Habladurías

Fernando / Taboada

Un taxi al Salvador

20 de diciembre 2015 - 01:00

ENTRE las anécdotas que conozco de taxistas, me quedo con una de Herbert von Karajan. Acababa de aterrizar en Nueva York y cuando le preguntaron, al montar en el taxi, que adónde quería que le llevaran, el director de orquesta no se lo pensó dos veces: "Da igual, me esperan en todos sitios." Le salió del alma, vaya.

No sé qué cara pondría el taxista neoyorquino al escuchar semejante chulería, pero tampoco tuvo que ser muy diferente a la cara que debió de poner otro taxista -éste ya de Jerez- cuando el martes pasado un cliente le pidió que le acercara, si era tan amable, al comedor de El Salvador. Lo sé porque yo venía justo detrás, por la calle Liebre, y pude ver la escena. Al llegar a la altura del comedor, el pasajero bajó del taxi, hizo ese gesto que se hace con los dedos para pedir que esperen un momentito, y al minuto volvió a subir al coche, ya con sus bolsas para el almuerzo. Lo que no sé es si pidió al taxista que le llevara de vuelta a casa o al Casino Bahía de Cádiz.

Naturalmente me quedé de piedra. Pero no es justo que me llamara la atención una cosa así, porque lo chocante no es que un ciudadano que no tiene para comer tenga, sin embargo, para ir en taxi. Lo chocante debería ser, en un país civilizado, que la gente que suele viajar en taxi se vea obligada a vivir de la caridad.

Tenemos la fea costumbre de indignarnos si, por ejemplo, en un asentamiento de chabolas vemos que hay gente que conduce coches de lujo, cuando tendría que ser precisamente al revés. Lo que nos debería indignar no es que haya pobres que conducen coches de lujo, sino que cierta gente que conduce esos cochazos tenga que dormir luego bajo un techo de uralita.

Jerez, que se ha convertido en una ciudad mendicante, no debería renunciar a la distinción, por lo menos, de ser la ciudad con los pobres más ricos de España. Me gustaría creer, como dice la leyenda urbana, que toda esa gente que pide por la calle, unas veces tocando la guitarra y otras atacando con un acordeón, en su casa guarde un colchón con montones de dinero.

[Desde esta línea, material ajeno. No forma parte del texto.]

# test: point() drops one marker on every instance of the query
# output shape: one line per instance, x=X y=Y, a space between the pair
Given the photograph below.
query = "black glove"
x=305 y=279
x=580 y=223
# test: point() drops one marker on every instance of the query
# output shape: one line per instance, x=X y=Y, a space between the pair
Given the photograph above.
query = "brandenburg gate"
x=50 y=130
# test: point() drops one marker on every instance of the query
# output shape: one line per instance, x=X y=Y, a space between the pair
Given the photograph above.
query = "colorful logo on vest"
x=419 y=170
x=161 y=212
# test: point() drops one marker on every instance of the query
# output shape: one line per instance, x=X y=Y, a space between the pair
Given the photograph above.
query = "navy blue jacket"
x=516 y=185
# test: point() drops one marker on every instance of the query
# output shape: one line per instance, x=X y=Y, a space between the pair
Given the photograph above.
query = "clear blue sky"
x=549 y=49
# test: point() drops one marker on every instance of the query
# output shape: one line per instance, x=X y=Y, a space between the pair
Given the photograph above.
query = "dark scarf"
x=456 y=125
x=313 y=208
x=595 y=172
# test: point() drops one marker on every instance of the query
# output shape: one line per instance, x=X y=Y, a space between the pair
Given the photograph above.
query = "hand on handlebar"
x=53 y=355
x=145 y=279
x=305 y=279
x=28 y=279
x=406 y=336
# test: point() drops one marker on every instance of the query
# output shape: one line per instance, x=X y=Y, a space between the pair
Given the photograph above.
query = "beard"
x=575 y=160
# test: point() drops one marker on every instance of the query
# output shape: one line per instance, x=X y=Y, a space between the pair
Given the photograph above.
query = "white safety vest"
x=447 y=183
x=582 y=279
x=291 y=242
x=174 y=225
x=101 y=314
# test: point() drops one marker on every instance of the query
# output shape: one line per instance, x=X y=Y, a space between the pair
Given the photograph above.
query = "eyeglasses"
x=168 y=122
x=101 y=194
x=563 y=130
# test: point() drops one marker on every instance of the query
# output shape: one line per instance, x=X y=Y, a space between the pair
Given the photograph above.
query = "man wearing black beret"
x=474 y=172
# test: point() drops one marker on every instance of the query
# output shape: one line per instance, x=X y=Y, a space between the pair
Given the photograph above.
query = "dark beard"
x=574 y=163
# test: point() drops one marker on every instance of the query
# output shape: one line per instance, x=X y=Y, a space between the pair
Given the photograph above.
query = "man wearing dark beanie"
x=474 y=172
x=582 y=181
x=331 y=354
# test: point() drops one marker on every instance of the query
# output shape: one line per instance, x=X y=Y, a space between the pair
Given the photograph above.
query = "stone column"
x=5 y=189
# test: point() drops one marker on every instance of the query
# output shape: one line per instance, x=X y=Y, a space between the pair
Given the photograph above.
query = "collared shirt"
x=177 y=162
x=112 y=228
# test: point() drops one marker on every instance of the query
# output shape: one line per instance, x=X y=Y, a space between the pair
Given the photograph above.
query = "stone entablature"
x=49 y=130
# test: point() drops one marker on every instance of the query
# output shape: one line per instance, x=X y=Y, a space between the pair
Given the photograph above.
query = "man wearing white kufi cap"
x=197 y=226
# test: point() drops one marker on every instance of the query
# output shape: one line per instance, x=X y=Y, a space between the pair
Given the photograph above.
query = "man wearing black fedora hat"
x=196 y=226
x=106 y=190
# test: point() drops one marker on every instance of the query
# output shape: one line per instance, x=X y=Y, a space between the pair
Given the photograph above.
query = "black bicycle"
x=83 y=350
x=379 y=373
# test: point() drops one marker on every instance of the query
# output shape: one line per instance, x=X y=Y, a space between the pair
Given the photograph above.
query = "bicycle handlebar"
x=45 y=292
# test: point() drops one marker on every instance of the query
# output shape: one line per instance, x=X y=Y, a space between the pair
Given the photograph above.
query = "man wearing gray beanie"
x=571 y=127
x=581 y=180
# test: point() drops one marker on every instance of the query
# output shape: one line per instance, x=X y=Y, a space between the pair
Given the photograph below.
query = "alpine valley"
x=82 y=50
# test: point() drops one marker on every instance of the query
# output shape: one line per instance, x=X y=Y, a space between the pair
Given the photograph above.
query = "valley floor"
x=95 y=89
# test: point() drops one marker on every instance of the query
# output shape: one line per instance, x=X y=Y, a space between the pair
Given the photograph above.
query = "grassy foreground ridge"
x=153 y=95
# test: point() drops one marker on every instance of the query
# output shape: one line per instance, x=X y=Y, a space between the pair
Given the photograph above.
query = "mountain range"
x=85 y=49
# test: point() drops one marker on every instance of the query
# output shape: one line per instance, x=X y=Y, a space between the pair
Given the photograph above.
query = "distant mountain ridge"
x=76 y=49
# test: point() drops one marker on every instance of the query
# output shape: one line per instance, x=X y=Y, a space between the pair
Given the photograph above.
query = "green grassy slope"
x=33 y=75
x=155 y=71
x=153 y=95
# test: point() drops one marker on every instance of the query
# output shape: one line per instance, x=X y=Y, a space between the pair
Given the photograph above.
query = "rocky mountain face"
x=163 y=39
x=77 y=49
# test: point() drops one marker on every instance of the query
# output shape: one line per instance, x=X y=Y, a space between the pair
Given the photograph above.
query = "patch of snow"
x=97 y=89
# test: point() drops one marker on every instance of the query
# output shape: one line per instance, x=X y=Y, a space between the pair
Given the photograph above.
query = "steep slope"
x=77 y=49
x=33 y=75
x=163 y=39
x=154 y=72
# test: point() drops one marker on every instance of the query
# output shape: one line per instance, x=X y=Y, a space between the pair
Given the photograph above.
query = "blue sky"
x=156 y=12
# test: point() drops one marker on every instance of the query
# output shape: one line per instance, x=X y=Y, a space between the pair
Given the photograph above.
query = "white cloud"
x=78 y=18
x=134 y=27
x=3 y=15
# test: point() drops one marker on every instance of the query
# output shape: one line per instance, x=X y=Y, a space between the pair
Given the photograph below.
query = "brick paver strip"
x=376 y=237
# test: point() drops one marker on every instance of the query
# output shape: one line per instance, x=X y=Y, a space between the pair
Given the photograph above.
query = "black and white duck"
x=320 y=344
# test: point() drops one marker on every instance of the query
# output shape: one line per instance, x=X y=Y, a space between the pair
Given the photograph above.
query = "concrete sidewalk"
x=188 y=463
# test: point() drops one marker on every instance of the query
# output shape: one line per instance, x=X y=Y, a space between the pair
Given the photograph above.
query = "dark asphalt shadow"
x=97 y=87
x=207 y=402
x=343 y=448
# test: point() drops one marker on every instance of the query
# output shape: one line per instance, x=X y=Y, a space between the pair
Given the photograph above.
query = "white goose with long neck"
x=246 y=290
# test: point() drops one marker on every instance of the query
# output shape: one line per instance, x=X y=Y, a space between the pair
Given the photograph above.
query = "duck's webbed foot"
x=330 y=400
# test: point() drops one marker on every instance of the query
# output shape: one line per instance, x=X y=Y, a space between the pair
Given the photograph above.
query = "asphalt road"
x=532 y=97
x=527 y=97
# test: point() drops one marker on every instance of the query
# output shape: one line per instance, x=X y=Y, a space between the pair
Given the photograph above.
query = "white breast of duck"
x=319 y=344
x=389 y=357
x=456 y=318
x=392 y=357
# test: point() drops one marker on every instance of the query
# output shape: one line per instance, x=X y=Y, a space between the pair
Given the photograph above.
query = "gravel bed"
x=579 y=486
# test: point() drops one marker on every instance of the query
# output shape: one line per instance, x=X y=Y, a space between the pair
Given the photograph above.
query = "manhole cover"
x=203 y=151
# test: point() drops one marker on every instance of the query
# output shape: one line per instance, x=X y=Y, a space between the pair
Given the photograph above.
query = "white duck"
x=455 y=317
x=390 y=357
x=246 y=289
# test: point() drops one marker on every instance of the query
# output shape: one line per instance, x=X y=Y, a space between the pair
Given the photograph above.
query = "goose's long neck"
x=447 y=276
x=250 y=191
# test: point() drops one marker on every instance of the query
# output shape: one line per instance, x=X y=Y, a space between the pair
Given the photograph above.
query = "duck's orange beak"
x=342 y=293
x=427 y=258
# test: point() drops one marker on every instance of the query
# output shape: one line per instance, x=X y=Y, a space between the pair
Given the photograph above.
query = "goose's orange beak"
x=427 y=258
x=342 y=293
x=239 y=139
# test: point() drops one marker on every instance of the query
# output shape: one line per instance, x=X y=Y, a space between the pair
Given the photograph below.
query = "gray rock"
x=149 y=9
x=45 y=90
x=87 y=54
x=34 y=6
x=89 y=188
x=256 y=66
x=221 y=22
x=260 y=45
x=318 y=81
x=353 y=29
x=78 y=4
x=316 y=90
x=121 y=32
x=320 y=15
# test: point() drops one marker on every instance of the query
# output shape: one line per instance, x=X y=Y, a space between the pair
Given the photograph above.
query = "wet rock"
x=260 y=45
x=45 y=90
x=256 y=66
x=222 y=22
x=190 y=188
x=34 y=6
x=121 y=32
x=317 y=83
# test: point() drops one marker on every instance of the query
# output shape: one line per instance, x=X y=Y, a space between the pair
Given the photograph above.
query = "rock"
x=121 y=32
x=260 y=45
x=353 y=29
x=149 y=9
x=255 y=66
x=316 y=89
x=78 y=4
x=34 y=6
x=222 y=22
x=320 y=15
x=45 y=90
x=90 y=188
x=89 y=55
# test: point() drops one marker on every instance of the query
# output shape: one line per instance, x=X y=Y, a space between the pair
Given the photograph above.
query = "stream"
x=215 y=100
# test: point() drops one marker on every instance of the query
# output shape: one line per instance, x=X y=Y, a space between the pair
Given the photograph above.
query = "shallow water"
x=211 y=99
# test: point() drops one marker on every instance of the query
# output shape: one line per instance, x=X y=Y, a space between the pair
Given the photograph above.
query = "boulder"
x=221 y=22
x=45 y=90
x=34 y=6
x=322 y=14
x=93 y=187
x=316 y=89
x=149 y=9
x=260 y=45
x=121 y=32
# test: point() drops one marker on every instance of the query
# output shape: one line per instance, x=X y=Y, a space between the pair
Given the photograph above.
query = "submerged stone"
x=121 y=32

Ahora que toca leer cuentos de Navidad, sería estupendo comprobar que el hambre aprieta pero no ahoga y que los más necesitados en este pueblo se pudieran permitir hacer como hacía Juncal, que no tenía donde caerse muerto pero le encantaba ir a los toros en un coche de caballos.

Ya digo, el escándalo no está en que haya taxistas. Está en que tenga que haber en el siglo XXI comedores sociales abarrotados. Algo que no entendió bien cierta alcaldesa de este pueblo cuando, al homenajear a sor Victoria Virués, les deseó a las monjas de El Salvador que siguieran dando de comer a los pobres por lo menos otros cien años más. Y le salió del alma, como a Karajan.